Three years later, experts say the Boston Marathon is safer. But it will never be completely safe.

The World
Apr 18, 2016; Boston, MA, USA; Security signs near the finish line of the 120th Boston Marathon.

The terrorist attack during the 2013 Boston Marathon shook the city, and three years later, security measures are still high: Drone and on-ground surveillance monitored this year's run. But security expert Juliette Kayyem says large events can't ever be 100 percent secured.

"What we do know how to do well is during events, high-profile events," she says, "we do know how to secure places that might be vulnerable, in particular the finish line for the Boston Marathon."

Kayyem is a former undersecretary for the Department of Homeland Security, and author of the book "Security Mom: An Unclassified Guide to Protecting Our Homeland and Your Home."

She worked for the government during the BP oil spill and the attempted underwear bombing of a Northwest Airlines flight to Detroit on Christmas 2009. She says even though security measures can only go so far in protecting large events or spaces, and despite the recent surge of news about terrorist attacks in Europe and the Middle East, it's unrealistic to think we are less safe now than we used to be.

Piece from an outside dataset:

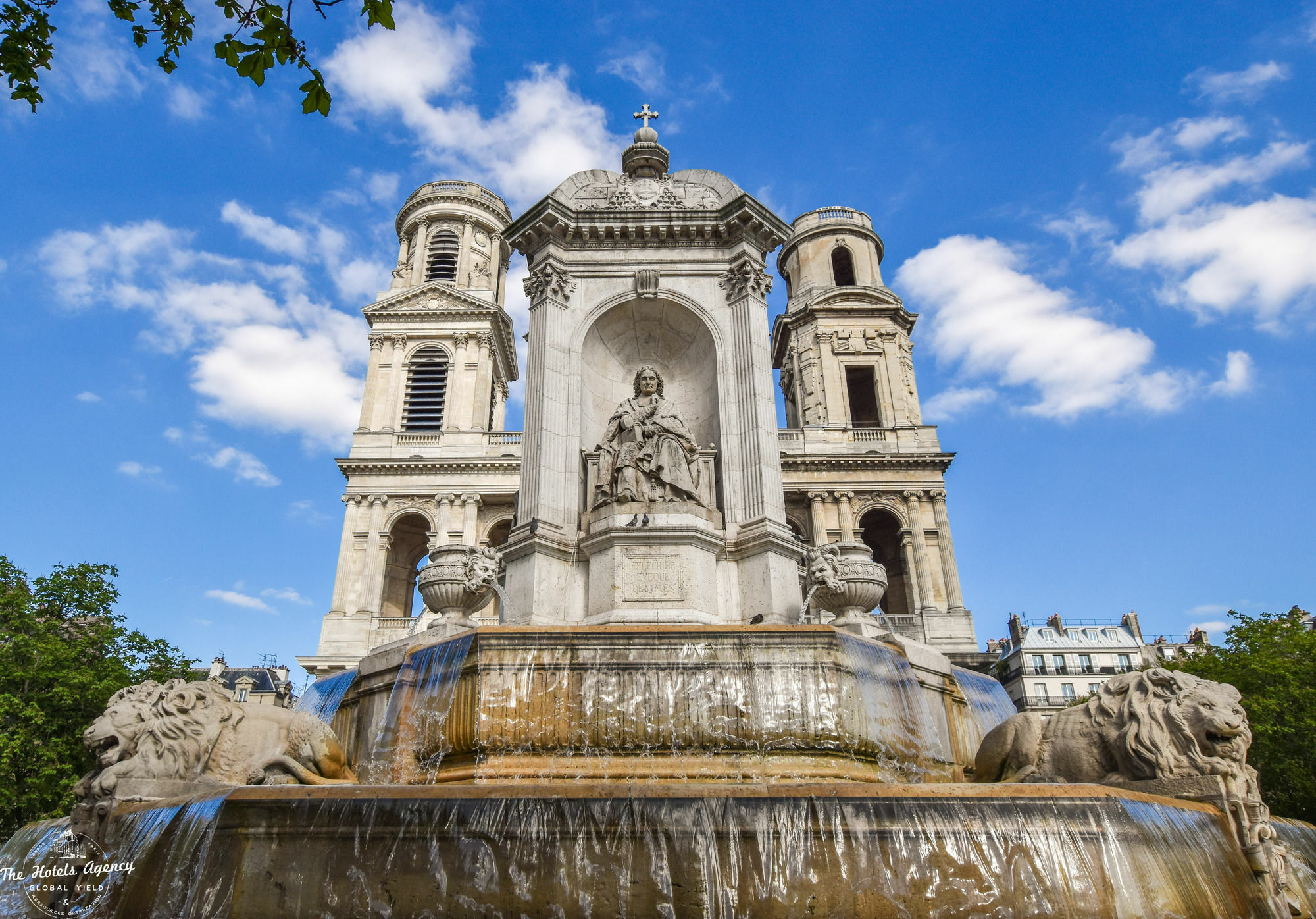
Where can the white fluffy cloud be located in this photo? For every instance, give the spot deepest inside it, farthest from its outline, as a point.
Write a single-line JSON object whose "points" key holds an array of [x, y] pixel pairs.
{"points": [[264, 352], [1239, 85], [544, 131], [992, 319]]}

"The notion that there's some moment in which we're safe and there's some white flag hanging over the United States saying, 'Oh, we're all clear now,' I think it's a delusional way to think about the risks we have as a nation," Kayyem says. "So I talk about our safety and security in terms of, 'Are we safer?' and 'Have we minimized the risk?' I think that is true, though the risk has changed."

She says gun safety is one of the major risks the US faces.

"No safety and security apparatus is going to stop every guy or brothers that are going to radicalize and have access to guns or weaponry," she says, "and go to some soft or semi-soft target — as the marathon was three years ago. And I think we do have to brace ourselves for that, and also invest in the response and preparedness apparatus that got us #BostonStrong."

Kayyem says there will come a time when people don't associate the Boston Marathon with the 2013 bombings, citing the 15th anniversary of September 11 as an example. And the way to get there is by continuing to invest in preventive security measures.

She says "resiliency is actually active" rather than a passive thing — "investments, planning, training, preparedness" — and in her book writes about the now-famous "Keep calm and carry on" posters created by the British government during World War II.

"It turns out that it was part of a very aggressive World War II public education campaign that [UK Prime Minister Winston] Churchill never allowed to happen," she says. "The posters were made and Churchill said he didn't want this slogan to go out [because it was too passive]."

She says Churchill didn't want his citizens to think they could get through the threat and hardship of war by sitting back and letting the war unfold.

"He knew the men had to stay in London and keep the engines of commerce going," she says. "He knew women had to go to work — they had to say goodbye to their children, who were sent out to the countryside. Resiliency is not sitting back in your chair and saying, 'Well, what will be will be.' And I think people need to remember that."